IDC Research Director Tom Mainelli said the rumour is credible because Amazon doesn’t need to make its money on the hardware.

The infrastructure is definitely in place for Amazon to go even lower. If they can sell the product at roughly what it costs to build, that fits their long-term vision to make money selling you content on that device. It’s entirely possible – physically possible – to create a device that costs $99, particularly at the scale that Amazon would do it.

Amazon CEO Jess Bezos has previously confirmed that it sells hardware at cost to maximize sales opportunity for books.

There have been suggestions that the Asus ME172V may be Google’s $99 tablet, with a 1Ghz CPU and a 400MHz Mali GPU driving a 1,024-by-600 screen. Geek.com, in the meantime, said Acer is working on a similar 1.4GHz dual-core processor with the same screen resolution and 1GB of RAM.

While the credibility of some of the specific claims may be questioned (especially when some of them originate from the notoriously unreliable Digitimes), the likelihood that all of them amount to nothing seems slim.
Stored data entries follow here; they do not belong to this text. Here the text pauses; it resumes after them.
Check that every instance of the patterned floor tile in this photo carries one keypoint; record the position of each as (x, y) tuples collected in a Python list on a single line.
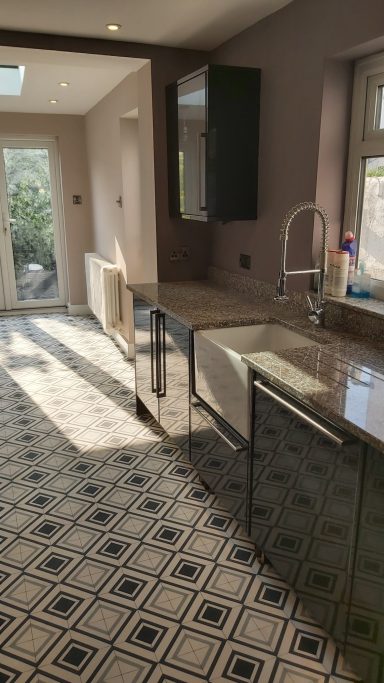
[(117, 566)]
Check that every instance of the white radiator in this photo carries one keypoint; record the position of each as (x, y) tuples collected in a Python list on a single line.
[(102, 290)]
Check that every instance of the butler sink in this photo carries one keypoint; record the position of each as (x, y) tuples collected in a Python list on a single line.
[(221, 377)]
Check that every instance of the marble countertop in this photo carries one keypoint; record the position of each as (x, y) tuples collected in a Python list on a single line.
[(342, 377)]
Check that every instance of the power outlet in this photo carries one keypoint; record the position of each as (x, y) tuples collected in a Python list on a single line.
[(245, 261)]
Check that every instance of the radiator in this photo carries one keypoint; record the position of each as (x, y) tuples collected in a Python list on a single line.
[(102, 290)]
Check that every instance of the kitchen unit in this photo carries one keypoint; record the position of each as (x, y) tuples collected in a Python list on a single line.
[(212, 126), (314, 473)]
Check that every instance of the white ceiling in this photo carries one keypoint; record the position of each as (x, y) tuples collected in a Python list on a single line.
[(90, 78), (198, 24)]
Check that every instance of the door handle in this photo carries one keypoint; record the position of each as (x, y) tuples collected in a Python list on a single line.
[(198, 408), (332, 433)]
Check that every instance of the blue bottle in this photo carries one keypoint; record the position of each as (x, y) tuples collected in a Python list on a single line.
[(350, 246)]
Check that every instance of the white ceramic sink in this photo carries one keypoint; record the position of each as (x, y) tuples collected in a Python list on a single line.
[(221, 377)]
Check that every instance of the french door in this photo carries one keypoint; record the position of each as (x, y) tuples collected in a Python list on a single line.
[(32, 250)]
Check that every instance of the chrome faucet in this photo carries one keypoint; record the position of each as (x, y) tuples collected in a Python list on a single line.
[(316, 307)]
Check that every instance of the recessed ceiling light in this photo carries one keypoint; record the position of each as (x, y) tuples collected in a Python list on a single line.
[(113, 27)]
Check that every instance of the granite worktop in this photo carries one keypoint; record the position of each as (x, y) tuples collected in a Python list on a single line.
[(342, 377)]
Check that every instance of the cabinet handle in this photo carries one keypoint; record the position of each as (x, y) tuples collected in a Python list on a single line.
[(200, 410), (153, 387), (162, 356), (338, 437)]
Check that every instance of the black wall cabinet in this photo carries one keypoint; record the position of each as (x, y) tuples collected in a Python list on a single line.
[(213, 136)]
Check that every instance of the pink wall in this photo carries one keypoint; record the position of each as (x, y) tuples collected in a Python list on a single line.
[(291, 47), (70, 134)]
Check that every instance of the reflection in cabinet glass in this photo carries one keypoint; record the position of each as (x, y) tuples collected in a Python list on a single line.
[(192, 131), (213, 135), (303, 512), (220, 457)]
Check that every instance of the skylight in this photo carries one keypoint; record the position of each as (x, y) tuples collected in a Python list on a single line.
[(11, 79)]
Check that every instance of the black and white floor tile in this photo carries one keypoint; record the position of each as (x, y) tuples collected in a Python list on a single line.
[(116, 565)]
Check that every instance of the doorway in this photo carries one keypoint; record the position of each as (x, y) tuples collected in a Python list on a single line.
[(32, 255)]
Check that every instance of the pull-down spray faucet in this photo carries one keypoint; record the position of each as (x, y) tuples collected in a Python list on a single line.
[(316, 308)]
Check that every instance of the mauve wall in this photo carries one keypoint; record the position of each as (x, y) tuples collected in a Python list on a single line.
[(291, 47), (70, 134)]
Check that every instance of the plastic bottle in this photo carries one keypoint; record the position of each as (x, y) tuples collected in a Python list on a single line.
[(349, 245)]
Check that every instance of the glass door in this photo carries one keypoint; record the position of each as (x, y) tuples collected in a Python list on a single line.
[(31, 241)]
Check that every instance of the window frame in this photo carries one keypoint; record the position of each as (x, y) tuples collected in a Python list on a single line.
[(365, 141)]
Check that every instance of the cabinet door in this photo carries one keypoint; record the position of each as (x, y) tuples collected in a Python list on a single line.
[(145, 355), (192, 129), (304, 489), (221, 460), (365, 634), (174, 380)]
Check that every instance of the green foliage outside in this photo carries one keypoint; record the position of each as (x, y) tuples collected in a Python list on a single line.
[(376, 172), (29, 200)]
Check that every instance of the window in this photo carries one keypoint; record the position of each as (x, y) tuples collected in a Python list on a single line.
[(365, 182)]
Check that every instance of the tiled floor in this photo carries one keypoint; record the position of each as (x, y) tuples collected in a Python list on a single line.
[(116, 564)]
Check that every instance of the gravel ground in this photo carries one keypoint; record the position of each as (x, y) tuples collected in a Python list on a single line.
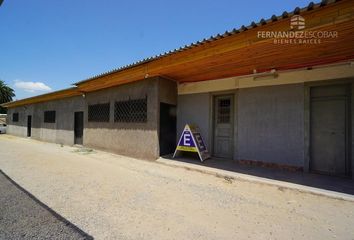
[(24, 217), (115, 197)]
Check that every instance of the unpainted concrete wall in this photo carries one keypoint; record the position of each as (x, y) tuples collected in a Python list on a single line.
[(268, 124), (133, 139), (271, 124), (62, 131)]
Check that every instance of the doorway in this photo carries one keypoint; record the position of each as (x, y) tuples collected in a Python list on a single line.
[(78, 127), (29, 126), (329, 130), (223, 126), (167, 136)]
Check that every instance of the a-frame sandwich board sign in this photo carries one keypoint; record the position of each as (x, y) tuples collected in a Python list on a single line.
[(191, 141)]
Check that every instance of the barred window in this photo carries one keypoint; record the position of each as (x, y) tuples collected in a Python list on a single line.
[(131, 111), (98, 112), (15, 117), (49, 116)]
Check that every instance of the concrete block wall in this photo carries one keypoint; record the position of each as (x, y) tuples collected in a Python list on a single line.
[(269, 122), (62, 131)]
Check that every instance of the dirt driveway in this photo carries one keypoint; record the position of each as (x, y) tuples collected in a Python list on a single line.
[(115, 197)]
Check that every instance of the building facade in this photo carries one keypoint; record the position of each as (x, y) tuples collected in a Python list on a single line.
[(257, 97)]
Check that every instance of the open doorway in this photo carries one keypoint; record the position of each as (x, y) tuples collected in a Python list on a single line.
[(78, 127)]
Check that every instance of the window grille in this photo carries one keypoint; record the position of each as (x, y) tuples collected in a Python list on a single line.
[(98, 112), (15, 117), (134, 110), (49, 116)]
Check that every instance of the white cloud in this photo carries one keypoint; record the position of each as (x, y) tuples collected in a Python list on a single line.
[(32, 86)]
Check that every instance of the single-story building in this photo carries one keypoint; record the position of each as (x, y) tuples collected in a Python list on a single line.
[(278, 91)]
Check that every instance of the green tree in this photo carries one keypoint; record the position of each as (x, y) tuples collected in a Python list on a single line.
[(6, 95)]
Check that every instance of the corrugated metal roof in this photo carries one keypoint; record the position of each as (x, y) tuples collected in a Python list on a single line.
[(273, 18)]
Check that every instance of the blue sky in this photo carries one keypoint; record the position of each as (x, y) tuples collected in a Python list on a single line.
[(47, 45)]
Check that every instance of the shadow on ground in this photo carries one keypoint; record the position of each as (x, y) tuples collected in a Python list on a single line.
[(332, 183), (23, 216)]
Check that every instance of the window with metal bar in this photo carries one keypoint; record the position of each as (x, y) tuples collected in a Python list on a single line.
[(49, 116)]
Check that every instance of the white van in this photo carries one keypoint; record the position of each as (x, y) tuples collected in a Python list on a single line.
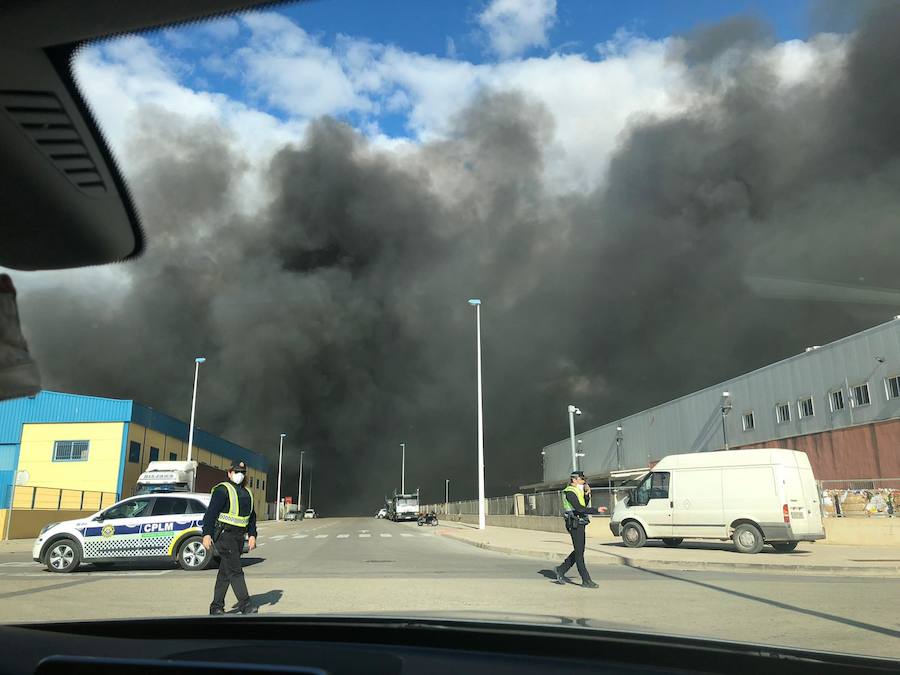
[(753, 497)]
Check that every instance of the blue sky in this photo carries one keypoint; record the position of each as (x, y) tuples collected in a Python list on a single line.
[(453, 31), (403, 73)]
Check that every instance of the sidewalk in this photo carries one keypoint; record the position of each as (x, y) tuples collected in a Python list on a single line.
[(807, 558)]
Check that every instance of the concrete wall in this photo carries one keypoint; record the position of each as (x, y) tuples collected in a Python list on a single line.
[(863, 451), (842, 531)]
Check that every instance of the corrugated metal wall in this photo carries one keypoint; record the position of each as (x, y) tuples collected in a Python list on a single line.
[(693, 423), (172, 426), (54, 407)]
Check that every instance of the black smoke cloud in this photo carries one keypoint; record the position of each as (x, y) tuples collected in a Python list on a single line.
[(336, 311)]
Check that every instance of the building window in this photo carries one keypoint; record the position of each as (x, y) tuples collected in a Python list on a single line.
[(70, 451), (783, 412), (861, 395), (892, 387), (748, 421), (805, 407), (836, 400)]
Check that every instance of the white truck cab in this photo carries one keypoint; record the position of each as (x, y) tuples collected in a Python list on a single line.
[(753, 497)]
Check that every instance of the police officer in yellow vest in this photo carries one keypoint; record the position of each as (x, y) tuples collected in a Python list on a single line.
[(576, 508), (230, 515)]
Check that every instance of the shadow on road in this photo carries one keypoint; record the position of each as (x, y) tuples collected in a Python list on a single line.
[(703, 546), (268, 598), (776, 603)]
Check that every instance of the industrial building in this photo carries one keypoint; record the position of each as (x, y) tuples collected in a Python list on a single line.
[(839, 403), (67, 455)]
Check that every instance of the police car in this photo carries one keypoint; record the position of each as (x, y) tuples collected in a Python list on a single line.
[(161, 526)]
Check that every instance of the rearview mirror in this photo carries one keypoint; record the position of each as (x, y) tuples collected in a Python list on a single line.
[(63, 202)]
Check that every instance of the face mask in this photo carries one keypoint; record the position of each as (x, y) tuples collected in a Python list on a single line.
[(19, 375)]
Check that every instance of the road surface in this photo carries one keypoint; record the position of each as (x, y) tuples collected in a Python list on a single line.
[(364, 565)]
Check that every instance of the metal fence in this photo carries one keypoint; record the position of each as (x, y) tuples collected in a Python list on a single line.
[(536, 504), (860, 498), (28, 497)]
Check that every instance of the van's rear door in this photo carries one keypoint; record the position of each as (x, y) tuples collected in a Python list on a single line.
[(811, 497)]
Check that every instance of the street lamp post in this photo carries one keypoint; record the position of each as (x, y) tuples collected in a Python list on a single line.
[(300, 481), (278, 488), (572, 412), (726, 408), (197, 363), (476, 303), (403, 468), (619, 448)]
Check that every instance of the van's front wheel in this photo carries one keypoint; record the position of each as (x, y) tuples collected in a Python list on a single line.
[(785, 546), (633, 535), (747, 539)]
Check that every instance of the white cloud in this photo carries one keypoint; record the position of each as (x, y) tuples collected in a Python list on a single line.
[(513, 26), (591, 102)]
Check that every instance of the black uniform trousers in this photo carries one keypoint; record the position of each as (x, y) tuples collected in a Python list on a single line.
[(229, 546), (576, 557)]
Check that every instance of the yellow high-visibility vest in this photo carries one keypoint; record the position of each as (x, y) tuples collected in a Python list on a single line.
[(233, 516), (578, 493)]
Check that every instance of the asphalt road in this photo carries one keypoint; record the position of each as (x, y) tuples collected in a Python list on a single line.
[(363, 565)]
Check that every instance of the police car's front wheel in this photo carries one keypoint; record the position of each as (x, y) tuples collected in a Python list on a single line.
[(192, 556), (63, 556)]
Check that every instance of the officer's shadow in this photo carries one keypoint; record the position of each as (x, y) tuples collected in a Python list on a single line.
[(263, 599)]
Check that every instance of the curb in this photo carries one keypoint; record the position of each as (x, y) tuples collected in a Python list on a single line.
[(683, 565)]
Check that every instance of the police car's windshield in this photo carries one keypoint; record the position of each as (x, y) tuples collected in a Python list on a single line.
[(404, 254)]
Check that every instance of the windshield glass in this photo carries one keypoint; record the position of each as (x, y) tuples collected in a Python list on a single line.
[(456, 252)]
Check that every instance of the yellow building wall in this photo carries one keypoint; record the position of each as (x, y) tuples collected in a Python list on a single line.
[(100, 472)]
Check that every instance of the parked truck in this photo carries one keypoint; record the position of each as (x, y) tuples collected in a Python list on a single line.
[(179, 477), (753, 497), (404, 507)]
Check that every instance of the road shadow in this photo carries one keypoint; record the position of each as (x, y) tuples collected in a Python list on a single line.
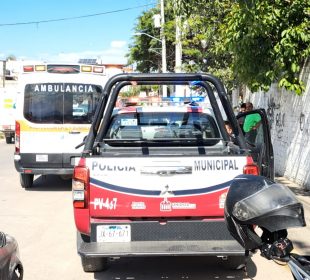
[(175, 268), (51, 183)]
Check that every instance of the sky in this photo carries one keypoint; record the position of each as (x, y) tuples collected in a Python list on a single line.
[(103, 31)]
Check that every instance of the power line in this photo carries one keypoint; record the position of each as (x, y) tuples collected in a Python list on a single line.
[(72, 18)]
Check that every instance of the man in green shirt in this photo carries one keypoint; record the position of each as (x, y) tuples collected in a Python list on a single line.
[(251, 124)]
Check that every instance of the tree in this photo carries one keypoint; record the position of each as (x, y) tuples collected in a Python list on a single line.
[(269, 42)]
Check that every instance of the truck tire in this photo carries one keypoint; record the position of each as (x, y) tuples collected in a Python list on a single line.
[(26, 180), (94, 264)]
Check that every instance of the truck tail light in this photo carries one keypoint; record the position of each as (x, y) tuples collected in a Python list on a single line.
[(251, 167), (17, 137), (80, 183)]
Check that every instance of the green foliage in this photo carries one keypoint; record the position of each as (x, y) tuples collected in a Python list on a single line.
[(269, 42), (251, 42)]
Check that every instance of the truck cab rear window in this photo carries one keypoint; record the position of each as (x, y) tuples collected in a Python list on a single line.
[(61, 103), (162, 125)]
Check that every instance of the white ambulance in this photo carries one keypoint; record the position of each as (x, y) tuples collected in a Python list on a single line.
[(7, 114), (55, 107)]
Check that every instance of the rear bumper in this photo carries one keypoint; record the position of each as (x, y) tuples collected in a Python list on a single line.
[(191, 238), (27, 163), (43, 170)]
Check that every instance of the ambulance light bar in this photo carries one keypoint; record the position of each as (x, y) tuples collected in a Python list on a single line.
[(64, 69)]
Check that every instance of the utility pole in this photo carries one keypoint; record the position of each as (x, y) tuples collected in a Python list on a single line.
[(163, 43), (3, 71), (179, 90)]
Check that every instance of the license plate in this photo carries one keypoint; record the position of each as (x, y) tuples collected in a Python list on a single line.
[(113, 233)]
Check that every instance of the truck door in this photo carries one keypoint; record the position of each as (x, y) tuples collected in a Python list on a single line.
[(258, 140)]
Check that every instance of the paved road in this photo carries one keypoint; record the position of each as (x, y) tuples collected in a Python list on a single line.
[(41, 219)]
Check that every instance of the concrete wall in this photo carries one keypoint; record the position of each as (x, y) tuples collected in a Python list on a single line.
[(289, 117)]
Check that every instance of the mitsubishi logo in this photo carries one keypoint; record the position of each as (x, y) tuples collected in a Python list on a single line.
[(166, 192)]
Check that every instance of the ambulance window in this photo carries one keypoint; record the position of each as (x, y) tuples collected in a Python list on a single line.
[(61, 103)]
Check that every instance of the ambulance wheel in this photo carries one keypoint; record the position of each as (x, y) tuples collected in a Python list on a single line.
[(236, 262), (26, 180), (94, 264)]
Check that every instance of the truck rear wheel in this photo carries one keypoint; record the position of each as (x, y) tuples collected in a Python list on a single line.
[(26, 180), (94, 264)]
At some stage this year, possibly as soon as Google’s I/O developer’s conference in May, we’re going to see a usable 7-inch tablet break the $100 barrier and likely some happy kids at Christmas.

Will this threaten Apple’s market and margins? So far, the company has remained relatively immune to the influx of cheaper tablets, but as CEO Tim Cook has himself said, if Apple doesn’t cannibalize its own market, someone else will. A decent $99 tablet will pull down prices of better-specced ones, and no brand —not even one with the halo effect enjoyed by Apple— can remain immune to market forces forever.